Wilson v. Mackenzie, 1845

7 Hill 95 (1845)

Action Against an Officer of the Navy for Illegally Assaulting and Imprisoning a Subordinate While on the High Seas

In 1842, Commander Alexander Slidell Mackenzie took command of the new Navy brig, the Somers, at the Brooklyn Navy Yard in New York. On September 13, the Somers set sail for Africa on a training exercise, with more than one hundred apprentice seamen and midshipmen on board. Among the trainees was Acting Midshipman Philip Spencer of Canandaigua, New York, the eighteen-year-old son of John C. Spencer, Secretary of War in the administration of U.S. President John Tyler and grandson of Ambrose Spencer, former Chief Justice of the New York Supreme Court.

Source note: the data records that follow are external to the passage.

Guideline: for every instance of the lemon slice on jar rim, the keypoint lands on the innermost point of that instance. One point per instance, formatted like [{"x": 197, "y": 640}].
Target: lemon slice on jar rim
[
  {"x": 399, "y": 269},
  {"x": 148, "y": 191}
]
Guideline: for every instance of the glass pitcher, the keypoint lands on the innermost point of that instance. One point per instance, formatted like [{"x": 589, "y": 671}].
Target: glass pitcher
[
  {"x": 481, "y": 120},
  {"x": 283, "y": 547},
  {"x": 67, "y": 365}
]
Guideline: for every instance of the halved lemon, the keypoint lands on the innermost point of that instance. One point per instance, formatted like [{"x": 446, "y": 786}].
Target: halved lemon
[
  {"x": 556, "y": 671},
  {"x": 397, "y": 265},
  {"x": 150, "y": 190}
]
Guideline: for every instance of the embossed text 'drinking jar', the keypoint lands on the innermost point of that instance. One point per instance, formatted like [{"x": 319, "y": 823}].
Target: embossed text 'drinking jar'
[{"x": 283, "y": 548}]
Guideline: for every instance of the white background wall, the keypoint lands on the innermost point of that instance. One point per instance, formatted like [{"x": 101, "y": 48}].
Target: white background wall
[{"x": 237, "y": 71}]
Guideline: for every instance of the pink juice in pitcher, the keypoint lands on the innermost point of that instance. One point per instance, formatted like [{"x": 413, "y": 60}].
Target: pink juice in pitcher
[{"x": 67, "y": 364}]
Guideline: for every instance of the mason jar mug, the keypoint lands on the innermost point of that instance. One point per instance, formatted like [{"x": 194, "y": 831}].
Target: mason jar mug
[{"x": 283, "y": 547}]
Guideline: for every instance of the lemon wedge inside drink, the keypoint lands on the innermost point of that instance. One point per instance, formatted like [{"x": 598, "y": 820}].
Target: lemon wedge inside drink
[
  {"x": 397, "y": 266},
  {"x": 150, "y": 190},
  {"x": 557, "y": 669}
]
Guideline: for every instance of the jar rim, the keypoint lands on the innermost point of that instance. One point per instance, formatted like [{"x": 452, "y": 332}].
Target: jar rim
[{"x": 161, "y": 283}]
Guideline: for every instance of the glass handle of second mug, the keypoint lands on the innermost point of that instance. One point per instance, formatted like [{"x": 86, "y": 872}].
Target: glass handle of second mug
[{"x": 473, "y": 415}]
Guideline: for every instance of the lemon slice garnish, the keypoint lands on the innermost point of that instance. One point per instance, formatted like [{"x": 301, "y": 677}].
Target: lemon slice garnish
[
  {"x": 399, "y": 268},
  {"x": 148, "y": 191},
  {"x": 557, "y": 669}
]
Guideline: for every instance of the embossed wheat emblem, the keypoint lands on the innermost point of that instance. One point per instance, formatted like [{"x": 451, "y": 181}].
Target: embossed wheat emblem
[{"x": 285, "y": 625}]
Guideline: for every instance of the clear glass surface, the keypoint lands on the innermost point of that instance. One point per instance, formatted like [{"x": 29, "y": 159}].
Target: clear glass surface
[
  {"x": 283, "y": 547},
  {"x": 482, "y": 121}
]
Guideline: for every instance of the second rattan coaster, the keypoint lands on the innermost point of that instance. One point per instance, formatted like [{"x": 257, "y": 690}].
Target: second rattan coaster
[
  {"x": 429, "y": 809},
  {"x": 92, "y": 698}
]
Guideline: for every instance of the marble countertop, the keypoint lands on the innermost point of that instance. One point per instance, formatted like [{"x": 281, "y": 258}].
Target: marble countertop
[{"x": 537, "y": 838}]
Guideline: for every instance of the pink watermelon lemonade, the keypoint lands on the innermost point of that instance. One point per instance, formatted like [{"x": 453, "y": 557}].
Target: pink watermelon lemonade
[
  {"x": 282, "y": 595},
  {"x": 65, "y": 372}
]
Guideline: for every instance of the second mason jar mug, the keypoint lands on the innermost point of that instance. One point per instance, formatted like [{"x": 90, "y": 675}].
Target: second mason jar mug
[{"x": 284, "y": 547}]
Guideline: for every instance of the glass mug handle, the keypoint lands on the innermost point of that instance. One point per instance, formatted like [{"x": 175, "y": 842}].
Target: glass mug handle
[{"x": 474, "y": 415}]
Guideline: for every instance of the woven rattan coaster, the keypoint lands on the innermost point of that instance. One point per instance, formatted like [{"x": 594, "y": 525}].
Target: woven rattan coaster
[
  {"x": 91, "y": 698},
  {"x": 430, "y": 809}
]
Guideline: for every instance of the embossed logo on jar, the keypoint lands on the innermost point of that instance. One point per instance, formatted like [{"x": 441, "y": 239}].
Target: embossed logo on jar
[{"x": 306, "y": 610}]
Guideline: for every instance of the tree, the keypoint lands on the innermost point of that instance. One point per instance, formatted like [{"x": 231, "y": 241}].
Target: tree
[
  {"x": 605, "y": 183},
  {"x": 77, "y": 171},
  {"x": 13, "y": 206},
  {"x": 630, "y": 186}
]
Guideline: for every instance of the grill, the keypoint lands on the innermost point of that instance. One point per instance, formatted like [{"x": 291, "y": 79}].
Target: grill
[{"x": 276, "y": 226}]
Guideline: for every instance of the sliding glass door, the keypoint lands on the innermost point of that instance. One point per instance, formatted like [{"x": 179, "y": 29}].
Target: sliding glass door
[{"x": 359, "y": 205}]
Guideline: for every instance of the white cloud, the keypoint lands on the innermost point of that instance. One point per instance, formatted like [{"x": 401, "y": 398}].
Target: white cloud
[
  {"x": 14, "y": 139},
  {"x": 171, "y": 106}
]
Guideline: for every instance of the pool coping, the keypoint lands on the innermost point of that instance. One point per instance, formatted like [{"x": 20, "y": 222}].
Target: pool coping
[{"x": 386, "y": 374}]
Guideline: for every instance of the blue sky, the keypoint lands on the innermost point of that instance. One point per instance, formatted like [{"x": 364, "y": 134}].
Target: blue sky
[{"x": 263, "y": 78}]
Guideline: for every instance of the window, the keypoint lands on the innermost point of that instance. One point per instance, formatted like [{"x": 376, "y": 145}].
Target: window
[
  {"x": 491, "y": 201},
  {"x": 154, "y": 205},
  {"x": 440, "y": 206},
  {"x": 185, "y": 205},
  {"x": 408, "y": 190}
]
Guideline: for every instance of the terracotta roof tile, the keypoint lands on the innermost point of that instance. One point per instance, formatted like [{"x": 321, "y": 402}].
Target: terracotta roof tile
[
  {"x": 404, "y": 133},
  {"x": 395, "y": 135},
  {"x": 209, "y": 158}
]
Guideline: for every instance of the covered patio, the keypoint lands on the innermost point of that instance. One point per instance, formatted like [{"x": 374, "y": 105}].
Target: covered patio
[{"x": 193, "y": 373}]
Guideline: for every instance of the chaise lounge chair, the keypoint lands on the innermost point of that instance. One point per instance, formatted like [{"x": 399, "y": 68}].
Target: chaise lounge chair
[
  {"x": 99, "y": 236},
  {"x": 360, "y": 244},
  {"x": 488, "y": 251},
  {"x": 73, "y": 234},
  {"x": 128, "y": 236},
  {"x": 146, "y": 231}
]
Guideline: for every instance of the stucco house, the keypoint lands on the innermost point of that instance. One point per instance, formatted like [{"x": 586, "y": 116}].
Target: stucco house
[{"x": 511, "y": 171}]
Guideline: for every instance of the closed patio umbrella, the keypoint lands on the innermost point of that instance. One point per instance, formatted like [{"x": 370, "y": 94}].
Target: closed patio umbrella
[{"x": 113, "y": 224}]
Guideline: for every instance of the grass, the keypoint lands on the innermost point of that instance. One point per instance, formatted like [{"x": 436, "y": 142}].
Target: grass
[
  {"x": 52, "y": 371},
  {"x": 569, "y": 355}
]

On November 25, rumors of a planned mutiny reached Commander Mackenzie. At first he considered them a boyish prank, but when informed that Midshipman Philip Spencer and others had been overheard planning to kill the officers and loyal crew of the Somers, and that Spencer had been observed in the wardroom examining a chart of the West Indies and enquiring about the Isle of Pines, a notorious haunt for pirates, Commander Mackenzie ordered that Spencer be arrested and placed in irons on the quarterdeck.

The following day, the main topmast of the ship and its rigging fell to the deck and Commander Mackenzie, convinced that he had further evidence of the plot, ordered the two men who were responsible for the mast, Boatswain Samuel Cromwell and seaman Elisha Small, arrested and placed in irons. Morale declined, and the crew became sullen, discontent, and inattentive to duty. This caused Commander Mackenzie to arrest and place in irons other members of the crew including sailmaker’s mate Charles A. Wilson.

Commander MacKenzie then requested advice from his officers who reported that We think the safety, our lives and honor to the flag entrusted to our charge, requires that the prisoners be put to death, as the course best calculated to make a salutary impression upon the rest of the crew. In this decision we trust we have been guided by our duty to God, to our Country, and to the Service. Three days later, Commander Mackenzie, without any form of trial, executed Spencer, Cromwell and Small by hanging them from the yard-arm of the brig.

When the brig returned to New York Harbor on December 14, the Navy conducted a formal inquiry into Commander Mackenzie’s conduct. He was brought before a court-martial but was acquitted on a split vote. The public was outraged and many commentators, including James Fenimore Cooper, denounced the hangings as murder. In a move to end the practice of training midshipmen at sea, the U.S. Naval Academy was established.

Charles A. Wilson, the sailmaker’s mate, brought a civil action in the New York Supreme Court of Judicature against Commander Mackenzie to recover for the assault and detention in irons. In the case which was heard in January 1845, Wilson was represented by J. B. Scoles, while the counsel to Mackenzie were D. Lord, Jr. and J. Duer. In an opinion written by Chief Justice Samuel Nelson, the Court held that an action could be maintained against an officer of the Navy for illegally assaulting and imprisoning one of his subordinates, even though the actions occurred on the high seas and under color of navy discipline. Wilson was awarded judgment.

 

Sources

John Proffatt, Abraham Clark Freeman, 42 American Decisions 51 (1910)

Proceedings of the Naval Court Martial in the case of Alexander Slidell Mackenzie (New York, 1844).